Perhaps in a bid to bolster the credibility of Russia’s claims, state-run media have begun to cite figures from the Office of the United Nations High Commissioner for Human Rights, which says over 100,000 Ukrainians have fled to Russia. But the U.N. has no permanent presence along the border and Dan McNorton, a UNHCR spokesman, said that his office is only repeating figures cited by Russian officials. The U.N., he said, has no independent confirmation.
It is a difficult population to count. Many who cross the border spend only a few days in camps before being transferred to other regions around the country.
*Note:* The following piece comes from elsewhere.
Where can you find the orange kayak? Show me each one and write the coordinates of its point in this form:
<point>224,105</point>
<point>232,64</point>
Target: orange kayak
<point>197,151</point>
Others may skip the camps to stay with friends and family, potentially leaving their presence uncounted.
The independent observers that are on the scene, however, say the government’s figures appear to be high.
Svetlana Ganushkina, a human rights activist who runs the organization Civic Assistance, says her colleagues working along the border report the total number is only in the “tens of thousands.”
She said some lack adequate medical care, but gave credit to authorities for providing aid for refugees, unlike past humanitarian crises in, for example, Chechnya.
Ganushkina said that, when interviewed, few of the people who fled across the border can say they witnessed bloodshed, but were instead frightened by the increased airstrikes by the advancing Ukrainian forces.
Many, she said, expressed hope that eastern Ukraine would follow Crimea in becoming part of Russia, suggesting they had political reasons for fleeing east to Russia.